How to Fix Text Neck with 3 Simple Stretches

Text neck is a pain in the neck! Dr. Rowe goes over 3 simple stretches to help tackle neck, shoulder, and upper back pain caused by tech or text neck. 

Text Neck Stretch 1: Chin Tuck

Chin tucks strengthen the neck muscles and help you pull your head back into alignment.

Sit up tall in a chair and keep your chin parallel to the floor. Without tilting your head in any direction, gently draw your head and chin back, like you’re making a double chin. You can use a finger to help guide you, and be careful not to jam your head back. You should feel a stretch along the back of the next. Release your chin forward. Repeat. You can perform 10 reps every hour throughout the day.

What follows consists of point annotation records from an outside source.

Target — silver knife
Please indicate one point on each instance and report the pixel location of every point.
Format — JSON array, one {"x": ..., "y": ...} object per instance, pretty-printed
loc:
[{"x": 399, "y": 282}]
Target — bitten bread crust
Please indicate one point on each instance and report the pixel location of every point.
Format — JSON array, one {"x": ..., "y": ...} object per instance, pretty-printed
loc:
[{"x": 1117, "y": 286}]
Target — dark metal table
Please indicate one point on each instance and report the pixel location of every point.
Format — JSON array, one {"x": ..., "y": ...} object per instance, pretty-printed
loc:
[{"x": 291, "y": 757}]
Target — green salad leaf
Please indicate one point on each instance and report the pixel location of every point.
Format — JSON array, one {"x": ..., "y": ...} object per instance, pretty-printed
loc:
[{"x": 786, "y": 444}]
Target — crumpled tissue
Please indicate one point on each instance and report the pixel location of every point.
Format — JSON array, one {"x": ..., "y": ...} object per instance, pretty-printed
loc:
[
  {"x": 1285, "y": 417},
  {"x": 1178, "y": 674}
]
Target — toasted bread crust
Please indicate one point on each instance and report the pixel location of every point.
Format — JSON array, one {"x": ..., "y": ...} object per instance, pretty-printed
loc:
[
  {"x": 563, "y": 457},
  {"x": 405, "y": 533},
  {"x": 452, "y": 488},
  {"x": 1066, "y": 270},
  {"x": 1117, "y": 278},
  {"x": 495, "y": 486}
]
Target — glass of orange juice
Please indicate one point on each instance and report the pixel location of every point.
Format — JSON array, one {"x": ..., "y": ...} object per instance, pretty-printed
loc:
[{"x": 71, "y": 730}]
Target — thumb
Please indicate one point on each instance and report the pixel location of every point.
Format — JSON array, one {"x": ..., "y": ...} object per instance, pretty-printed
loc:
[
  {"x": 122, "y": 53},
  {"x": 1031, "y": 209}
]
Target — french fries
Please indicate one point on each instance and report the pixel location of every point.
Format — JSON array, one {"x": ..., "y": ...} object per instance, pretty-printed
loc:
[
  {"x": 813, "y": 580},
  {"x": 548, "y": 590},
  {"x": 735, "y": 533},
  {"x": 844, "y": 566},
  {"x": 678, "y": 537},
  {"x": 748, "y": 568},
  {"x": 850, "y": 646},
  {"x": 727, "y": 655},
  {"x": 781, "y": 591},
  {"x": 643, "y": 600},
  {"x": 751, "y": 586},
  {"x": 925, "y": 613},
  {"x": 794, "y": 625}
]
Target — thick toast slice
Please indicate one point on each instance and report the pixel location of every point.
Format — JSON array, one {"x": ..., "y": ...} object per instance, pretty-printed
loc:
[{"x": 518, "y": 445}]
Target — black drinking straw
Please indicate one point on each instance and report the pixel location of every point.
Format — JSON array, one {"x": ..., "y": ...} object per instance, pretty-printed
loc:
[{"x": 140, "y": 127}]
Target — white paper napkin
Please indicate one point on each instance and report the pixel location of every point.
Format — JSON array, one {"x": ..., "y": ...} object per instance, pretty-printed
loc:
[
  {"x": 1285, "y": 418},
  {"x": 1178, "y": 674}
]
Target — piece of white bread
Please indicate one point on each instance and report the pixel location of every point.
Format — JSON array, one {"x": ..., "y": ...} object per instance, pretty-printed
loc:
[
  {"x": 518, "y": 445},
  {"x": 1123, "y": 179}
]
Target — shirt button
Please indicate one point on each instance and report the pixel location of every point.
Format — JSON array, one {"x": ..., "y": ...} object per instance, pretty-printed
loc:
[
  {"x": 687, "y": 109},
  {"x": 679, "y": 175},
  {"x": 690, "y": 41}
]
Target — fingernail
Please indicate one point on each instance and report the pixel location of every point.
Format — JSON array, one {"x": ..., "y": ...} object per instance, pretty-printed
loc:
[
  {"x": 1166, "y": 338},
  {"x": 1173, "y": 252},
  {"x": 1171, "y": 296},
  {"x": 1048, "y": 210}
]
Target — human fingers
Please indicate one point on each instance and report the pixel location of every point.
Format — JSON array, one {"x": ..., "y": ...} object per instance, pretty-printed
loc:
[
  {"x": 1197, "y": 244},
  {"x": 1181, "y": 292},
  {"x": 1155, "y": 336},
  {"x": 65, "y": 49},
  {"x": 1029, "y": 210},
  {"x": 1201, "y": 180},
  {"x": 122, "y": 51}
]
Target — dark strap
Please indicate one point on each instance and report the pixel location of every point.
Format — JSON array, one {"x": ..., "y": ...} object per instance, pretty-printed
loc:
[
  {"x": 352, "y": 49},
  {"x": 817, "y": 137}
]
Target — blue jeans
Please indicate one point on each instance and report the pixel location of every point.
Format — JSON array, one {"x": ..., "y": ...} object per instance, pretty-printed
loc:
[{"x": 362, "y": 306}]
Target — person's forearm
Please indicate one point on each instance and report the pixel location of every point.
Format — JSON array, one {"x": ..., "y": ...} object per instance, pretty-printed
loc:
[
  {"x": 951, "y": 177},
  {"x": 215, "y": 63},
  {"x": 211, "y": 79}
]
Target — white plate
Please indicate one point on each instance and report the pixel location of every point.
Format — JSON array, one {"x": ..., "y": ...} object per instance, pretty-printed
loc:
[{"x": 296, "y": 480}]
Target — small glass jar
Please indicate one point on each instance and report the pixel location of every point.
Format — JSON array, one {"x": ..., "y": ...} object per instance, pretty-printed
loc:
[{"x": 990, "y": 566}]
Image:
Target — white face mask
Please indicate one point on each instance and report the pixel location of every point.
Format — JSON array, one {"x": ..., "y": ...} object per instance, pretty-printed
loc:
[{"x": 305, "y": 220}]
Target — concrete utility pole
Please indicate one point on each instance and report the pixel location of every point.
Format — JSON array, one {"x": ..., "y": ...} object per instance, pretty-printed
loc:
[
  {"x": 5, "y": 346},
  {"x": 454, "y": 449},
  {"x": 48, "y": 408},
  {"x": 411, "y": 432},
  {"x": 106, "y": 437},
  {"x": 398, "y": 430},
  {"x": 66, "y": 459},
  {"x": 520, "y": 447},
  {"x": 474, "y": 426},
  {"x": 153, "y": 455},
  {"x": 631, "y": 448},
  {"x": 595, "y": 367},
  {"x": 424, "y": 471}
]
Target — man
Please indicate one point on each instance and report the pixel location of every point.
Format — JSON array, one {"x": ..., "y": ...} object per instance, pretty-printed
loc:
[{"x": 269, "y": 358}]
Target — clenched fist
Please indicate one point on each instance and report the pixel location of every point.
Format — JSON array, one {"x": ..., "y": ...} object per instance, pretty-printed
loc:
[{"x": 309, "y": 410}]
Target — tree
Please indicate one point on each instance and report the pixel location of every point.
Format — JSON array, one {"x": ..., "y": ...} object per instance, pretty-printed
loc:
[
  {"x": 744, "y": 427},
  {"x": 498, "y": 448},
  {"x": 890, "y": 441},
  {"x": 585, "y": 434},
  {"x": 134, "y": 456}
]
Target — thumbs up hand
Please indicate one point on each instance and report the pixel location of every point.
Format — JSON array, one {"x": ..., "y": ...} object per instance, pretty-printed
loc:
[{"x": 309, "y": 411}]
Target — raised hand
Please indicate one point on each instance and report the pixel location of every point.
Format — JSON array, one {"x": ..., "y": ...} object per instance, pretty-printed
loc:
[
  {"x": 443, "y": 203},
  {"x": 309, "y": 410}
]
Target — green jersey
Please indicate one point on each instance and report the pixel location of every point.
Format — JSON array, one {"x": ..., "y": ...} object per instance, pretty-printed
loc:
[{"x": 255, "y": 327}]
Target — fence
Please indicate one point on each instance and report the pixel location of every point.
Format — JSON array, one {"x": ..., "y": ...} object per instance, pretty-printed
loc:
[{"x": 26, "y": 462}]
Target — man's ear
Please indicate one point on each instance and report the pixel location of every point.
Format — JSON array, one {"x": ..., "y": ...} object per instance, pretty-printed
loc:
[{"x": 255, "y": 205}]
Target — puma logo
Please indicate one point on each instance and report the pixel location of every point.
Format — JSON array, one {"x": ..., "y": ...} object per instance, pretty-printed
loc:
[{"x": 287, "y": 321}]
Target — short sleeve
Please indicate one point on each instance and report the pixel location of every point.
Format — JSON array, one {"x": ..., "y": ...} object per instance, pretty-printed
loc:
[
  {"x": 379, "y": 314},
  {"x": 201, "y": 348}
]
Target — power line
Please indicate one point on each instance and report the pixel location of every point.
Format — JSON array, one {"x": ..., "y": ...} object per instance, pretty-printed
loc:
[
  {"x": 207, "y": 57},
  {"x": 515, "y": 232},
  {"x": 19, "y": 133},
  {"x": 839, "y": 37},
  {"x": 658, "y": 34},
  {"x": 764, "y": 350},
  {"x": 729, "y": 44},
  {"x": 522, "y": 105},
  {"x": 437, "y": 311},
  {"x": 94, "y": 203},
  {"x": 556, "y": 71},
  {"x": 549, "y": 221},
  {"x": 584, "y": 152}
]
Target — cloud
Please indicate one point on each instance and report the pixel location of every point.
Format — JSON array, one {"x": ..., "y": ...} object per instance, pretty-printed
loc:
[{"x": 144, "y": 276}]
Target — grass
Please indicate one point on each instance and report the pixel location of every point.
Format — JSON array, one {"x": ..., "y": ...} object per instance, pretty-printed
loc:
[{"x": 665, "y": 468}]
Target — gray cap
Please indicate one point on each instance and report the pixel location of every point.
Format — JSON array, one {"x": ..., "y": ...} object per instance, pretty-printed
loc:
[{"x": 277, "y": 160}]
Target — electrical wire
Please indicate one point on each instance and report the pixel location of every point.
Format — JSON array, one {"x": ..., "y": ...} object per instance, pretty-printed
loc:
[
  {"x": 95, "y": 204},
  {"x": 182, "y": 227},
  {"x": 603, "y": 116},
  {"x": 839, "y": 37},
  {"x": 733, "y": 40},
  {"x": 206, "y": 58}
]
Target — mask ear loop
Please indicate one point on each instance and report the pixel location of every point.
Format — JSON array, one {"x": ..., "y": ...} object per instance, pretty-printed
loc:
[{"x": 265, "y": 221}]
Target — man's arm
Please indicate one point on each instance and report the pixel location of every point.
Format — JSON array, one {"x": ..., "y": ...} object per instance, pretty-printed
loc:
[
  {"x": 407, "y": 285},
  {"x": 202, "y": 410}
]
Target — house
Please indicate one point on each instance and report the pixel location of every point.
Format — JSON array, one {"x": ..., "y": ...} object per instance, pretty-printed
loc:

Text Neck Stretch 2: Shoulder Blade Pinches

This move will help to strengthen the muscles of the upper back, which tend to get lengthened and weakened when you slouch.

While sitting or standing straight, pinch your shoulder blades together and back. You’ll feel the front of your shoulders roll back. Hold for a few seconds, release and repeat. Perform 10 reps every hour throughout the day.

Text Neck Stretch 3: Pec Stretch 

While slouching results in strained and weak upper back muscles, it also leads to short and weak pectoral muscles.

Stand in a doorway and place your forearms against the frame of the door, with your elbows at shoulder height. With one foot forward, draw your shoulder blades together on your back and gently lean into the door. Hold the stretch for 30 seconds, then repeat once more. Perform this stretch three to four times a day.